For now, however, his focus is seasonal and personal. His Christmas wish is not for a chart-topper or a stadium tour, but for his eighty-seven-year-old mother, recently recovering from a hip replacement. He has spent time in Wigan recently, not as a pop star, but as a son installing grab rails in the bathroom. That’s right, you can add handy man to his resume!
“She comes down at Christmas, and she’s going to be staying with me and my partner Steve,” he says warmly. “I think seeing my mom smile… that’s the plan.”

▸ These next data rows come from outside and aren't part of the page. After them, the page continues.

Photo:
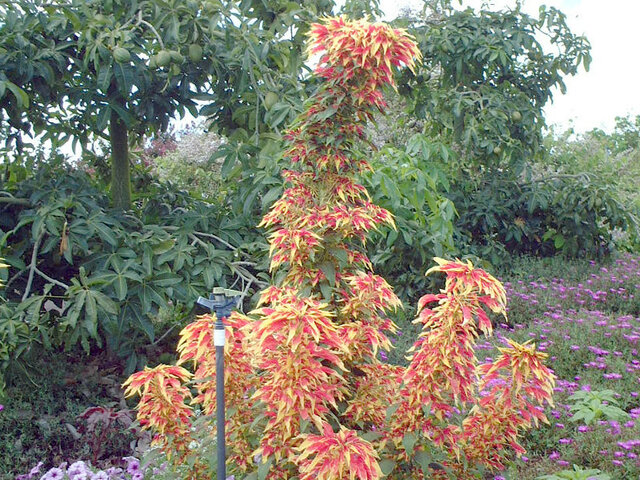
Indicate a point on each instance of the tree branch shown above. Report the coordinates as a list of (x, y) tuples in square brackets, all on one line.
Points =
[(32, 266)]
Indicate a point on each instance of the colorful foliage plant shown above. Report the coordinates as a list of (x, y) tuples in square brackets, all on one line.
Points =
[(308, 393)]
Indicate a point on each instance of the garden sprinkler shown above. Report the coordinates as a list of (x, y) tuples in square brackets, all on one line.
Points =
[(221, 302)]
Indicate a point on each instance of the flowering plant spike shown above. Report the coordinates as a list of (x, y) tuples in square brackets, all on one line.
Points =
[(309, 397)]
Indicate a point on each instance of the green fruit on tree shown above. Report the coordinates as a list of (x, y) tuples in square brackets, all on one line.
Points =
[(270, 100), (163, 58), (176, 57), (195, 52), (121, 55)]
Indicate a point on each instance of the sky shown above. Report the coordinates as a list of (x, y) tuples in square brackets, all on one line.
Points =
[(611, 87)]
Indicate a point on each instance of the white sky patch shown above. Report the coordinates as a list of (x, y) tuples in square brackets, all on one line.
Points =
[(611, 87)]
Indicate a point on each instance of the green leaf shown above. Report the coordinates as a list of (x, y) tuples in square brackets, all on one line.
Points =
[(329, 270), (387, 465), (21, 96)]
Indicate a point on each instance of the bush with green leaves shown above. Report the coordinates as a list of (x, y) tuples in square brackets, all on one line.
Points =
[(411, 182), (590, 406), (575, 215), (82, 274)]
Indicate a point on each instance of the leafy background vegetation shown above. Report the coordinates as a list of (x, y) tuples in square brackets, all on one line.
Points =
[(105, 281)]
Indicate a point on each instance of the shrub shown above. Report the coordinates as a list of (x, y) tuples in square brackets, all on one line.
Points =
[(310, 399)]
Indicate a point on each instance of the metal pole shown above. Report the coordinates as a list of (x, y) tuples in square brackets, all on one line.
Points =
[(218, 341)]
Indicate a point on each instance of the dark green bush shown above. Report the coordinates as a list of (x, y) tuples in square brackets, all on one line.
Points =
[(82, 274), (573, 215)]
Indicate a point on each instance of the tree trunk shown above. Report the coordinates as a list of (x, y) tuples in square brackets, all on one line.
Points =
[(120, 170)]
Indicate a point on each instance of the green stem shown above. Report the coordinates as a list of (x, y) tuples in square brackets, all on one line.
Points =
[(120, 171)]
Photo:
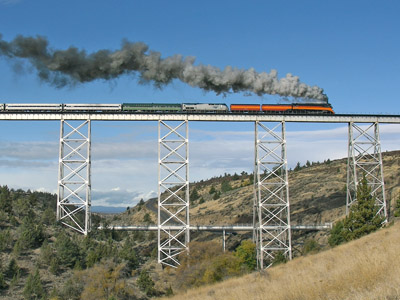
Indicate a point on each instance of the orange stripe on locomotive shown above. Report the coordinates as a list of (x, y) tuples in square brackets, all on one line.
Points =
[(269, 107), (245, 107), (317, 108)]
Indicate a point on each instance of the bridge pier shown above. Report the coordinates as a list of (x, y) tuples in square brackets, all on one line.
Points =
[(365, 158), (173, 191), (74, 183), (271, 206)]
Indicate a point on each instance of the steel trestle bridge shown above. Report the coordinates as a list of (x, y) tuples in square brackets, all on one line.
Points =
[(271, 214)]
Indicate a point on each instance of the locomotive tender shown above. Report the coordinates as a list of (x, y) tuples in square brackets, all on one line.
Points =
[(294, 108)]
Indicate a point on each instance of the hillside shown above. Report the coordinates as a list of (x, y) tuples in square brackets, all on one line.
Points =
[(123, 265), (368, 268), (317, 196)]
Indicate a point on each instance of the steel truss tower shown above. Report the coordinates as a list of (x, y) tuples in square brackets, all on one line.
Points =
[(272, 210), (365, 158), (173, 191), (73, 200)]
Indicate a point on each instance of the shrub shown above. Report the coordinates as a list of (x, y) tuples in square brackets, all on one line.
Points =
[(311, 246), (362, 219), (33, 287), (145, 283), (225, 187), (246, 252)]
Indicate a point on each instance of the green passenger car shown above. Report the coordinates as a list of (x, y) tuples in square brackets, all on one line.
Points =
[(151, 107)]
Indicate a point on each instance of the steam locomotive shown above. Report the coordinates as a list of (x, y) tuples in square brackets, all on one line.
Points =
[(295, 108)]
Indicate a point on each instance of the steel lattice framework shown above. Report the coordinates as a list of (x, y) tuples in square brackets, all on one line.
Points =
[(173, 191), (365, 159), (272, 210), (74, 185)]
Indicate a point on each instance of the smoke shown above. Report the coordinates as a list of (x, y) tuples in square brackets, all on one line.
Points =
[(65, 67)]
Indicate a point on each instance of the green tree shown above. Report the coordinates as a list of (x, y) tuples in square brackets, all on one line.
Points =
[(246, 252), (212, 190), (362, 219), (67, 251), (5, 200), (145, 283), (12, 269), (5, 240), (397, 207), (147, 219), (311, 246), (337, 236), (194, 195), (33, 287), (226, 186), (129, 255), (279, 258), (3, 284), (31, 233)]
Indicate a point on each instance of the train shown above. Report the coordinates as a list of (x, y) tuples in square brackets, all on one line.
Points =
[(293, 108)]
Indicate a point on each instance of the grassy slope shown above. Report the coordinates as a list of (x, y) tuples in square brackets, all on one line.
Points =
[(317, 196), (368, 268)]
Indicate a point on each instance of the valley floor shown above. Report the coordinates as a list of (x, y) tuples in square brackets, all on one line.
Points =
[(368, 268)]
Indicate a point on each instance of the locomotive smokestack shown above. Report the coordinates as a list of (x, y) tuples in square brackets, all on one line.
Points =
[(64, 67)]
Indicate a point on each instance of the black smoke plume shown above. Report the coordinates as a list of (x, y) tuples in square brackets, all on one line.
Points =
[(64, 67)]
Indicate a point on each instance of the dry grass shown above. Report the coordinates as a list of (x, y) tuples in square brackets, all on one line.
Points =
[(368, 268)]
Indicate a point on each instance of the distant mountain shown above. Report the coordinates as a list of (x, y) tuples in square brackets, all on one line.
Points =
[(108, 209)]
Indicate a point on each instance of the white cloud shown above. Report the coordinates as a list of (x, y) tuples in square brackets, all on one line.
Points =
[(124, 171)]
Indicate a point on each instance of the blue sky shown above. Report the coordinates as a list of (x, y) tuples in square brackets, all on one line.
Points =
[(348, 48)]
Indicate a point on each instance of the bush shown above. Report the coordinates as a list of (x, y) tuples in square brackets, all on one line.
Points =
[(67, 251), (31, 234), (397, 207), (145, 283), (33, 287), (3, 284), (247, 254), (311, 246), (279, 258), (225, 187), (362, 219), (207, 263)]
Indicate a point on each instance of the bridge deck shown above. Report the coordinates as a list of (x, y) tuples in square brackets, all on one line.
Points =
[(231, 117)]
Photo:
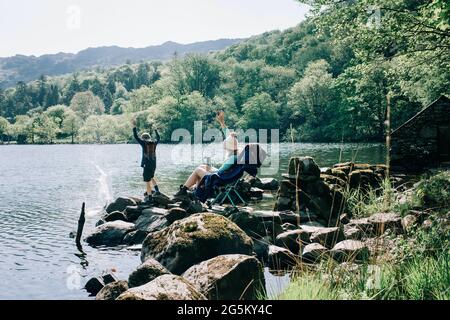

It is a modest wish from a man whose cultural currency has never been higher. The numbers back him up: when Stranger Things utilised his signature hit, Spotify streams surged over 800% in a single weekend. But One Wish for Christmas proves that Limahl isn’t just resting on the laurels of a viral moment; he is entering a new, fertile period of creativity on his own terms. He has survived the hungry years, the pop wilderness, and the revival. He is comfortable in his own skin, happy to be the antique that the world has decided to value once again.
“I’m glad I’ve managed to stick around and I can enjoy this wave,” he says, with the calm of a man who has seen it all. “Where it will go, I don’t know, you know? We’ll see… I’m in a good place. Mentally, I feel very lucky for that.”
Limahl’s story is far from an ending.